On Oct. 23, 2015, the Coalition for Migrant Workers’ Rights Canada (CMWRC) set their MoVE campaign in motion. The 100-day MoVE campaign stands for the Mobility, Voice and Equality of migrant workers across Canada.
The CMWRC was formed over the course of the last year when groups of migrant workers from Alberta, British Columbia, Ontario, Prince Edward Island, and Quebec came together for a single cause: Migrant workers’ rights. The MoVE campaign targets Prime Minister Justin Trudeau, and the Liberal government, to commit to their campaign promises of making family reunification easier and to end tied work permits. More specifically, the CMWRC’s end goal is to provide workers with the mobility to get away from exploitative employers, to provide workers with open rather than tied work permits, to remove the four-year limit on permits, and to give migrant workers permanent resident status upon arrival to Canada.
Migrant workers include those in the Temporary Foreign Worker Program (TFWP), the Live-In Caregiver Program (LCP), and the Seasonal Agricultural Workers Program (SAWP). Their work permits restrict them to employers indicated on their permit. As a result of existing policies, migrant workers are extremely common targets of discrimination, harassment, abuse, low salaries, degraded working conditions. In the past, migrant workers have been exploited as a result of their vulnerable immigrant status —which puts them at great risk of deportation should they displease their employers—and because they are restricted to working for the employer indicated on their permit. Migrant workers are allowed to change designated employers, with permission from various individuals within the existing migrant worker bureaucracy, only after an extremely lengthy and arduous process, which involves effort on the part of the employer-to-be, a lot of paperwork, and a lot of time.

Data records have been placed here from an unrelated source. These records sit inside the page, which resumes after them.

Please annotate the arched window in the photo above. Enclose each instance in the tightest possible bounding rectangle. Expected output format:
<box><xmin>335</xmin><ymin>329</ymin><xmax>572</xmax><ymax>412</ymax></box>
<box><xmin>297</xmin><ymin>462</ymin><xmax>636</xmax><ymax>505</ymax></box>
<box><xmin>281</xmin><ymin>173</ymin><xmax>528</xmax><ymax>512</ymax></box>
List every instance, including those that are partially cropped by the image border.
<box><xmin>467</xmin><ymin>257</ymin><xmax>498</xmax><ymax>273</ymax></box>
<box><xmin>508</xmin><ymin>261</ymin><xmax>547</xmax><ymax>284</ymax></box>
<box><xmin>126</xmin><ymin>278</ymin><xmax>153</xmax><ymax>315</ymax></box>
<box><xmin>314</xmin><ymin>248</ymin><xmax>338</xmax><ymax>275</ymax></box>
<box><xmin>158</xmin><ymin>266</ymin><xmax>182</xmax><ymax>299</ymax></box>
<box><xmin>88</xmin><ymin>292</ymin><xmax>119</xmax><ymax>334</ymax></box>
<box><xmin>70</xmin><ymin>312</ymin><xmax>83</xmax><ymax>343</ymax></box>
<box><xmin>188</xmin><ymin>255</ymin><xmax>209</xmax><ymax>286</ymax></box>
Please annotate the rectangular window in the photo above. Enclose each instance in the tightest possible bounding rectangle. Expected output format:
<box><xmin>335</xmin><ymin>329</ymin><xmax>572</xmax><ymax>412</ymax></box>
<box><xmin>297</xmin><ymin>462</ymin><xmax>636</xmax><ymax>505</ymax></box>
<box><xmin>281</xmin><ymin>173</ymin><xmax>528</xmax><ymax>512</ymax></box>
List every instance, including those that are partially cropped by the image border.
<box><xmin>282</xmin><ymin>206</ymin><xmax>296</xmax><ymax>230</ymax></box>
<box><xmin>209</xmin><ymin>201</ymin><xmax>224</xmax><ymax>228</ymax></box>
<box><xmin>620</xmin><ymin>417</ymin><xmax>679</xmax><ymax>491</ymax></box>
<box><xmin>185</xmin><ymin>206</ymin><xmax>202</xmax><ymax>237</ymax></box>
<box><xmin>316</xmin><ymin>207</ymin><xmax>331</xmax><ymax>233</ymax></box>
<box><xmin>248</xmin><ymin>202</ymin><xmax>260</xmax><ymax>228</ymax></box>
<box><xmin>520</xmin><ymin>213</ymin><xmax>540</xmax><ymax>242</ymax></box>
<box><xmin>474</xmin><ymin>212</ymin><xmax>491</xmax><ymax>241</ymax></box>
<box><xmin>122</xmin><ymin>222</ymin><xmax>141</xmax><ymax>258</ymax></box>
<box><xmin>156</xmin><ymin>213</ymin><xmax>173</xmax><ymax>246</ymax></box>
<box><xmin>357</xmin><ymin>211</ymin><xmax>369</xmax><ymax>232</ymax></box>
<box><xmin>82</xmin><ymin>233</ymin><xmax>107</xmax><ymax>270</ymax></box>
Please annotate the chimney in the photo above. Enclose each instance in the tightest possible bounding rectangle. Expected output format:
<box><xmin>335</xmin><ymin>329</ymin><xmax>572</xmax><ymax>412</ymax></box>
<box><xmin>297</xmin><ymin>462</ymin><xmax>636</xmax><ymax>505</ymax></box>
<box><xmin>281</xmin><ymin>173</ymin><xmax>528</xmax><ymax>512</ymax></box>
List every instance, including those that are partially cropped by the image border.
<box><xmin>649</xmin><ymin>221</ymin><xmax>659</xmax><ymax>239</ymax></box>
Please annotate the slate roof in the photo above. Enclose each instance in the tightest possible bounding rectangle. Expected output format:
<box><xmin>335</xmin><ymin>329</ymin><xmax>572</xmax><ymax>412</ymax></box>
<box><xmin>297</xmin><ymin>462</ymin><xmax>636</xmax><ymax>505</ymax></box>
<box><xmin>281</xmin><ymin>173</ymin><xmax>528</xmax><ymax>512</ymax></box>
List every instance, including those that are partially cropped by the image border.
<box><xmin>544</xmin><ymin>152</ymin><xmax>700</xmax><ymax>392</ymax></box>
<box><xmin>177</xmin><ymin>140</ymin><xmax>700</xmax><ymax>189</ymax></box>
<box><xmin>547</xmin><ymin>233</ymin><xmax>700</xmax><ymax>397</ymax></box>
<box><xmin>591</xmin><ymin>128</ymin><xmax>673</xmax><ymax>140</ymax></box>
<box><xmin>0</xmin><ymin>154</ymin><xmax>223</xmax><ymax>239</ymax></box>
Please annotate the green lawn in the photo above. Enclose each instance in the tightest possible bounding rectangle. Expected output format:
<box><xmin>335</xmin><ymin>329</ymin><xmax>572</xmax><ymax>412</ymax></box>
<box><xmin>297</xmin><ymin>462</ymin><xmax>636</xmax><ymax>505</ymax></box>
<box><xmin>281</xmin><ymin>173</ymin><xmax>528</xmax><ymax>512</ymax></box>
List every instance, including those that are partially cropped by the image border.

Very few employers, if any, are willing to put in that much effort to hire someone when they can hire a Canadian citizen with next to no trouble. In short, the only options available to migrant workers are to either acquiesce to an exploitative employer, or to search for other work and risk deportation.
In an Oct. 28, 2015 article for Rank and File, Jane Ordinario, from Migrante-BC—an organization comprised of Filipino immigrants—compared the existing migrant worker system to modern-day slavery. She explained that workers are fearful of challenging their employers.
According to Nandita Sharma, a sociology professor at the University of Hawai’i at Maui, In certain cases, migrant workers are put under very strict rules such as curfews, gender separation, and are discouraged of getting involved in any groups or associations.
By providing migrant workers with mobility and a permanent resident status, they will have access to equal rights, benefits, and will not be treated as second class citizens. In an Oct. 28, 2015 article for CBC News, Craig Walsh, from the United Food and Commercial Workers Union—also part of the coalition—noted that it is only fair that these workers get the same rights as any other person in Canada, especially considering the fact that they are also paying taxes and employment insurance.
“If they’re coming and they’re paying taxes and they’re paying EI, I think they should get the same rights as everyone else who works here,” said Walsh in an interview with CBC News.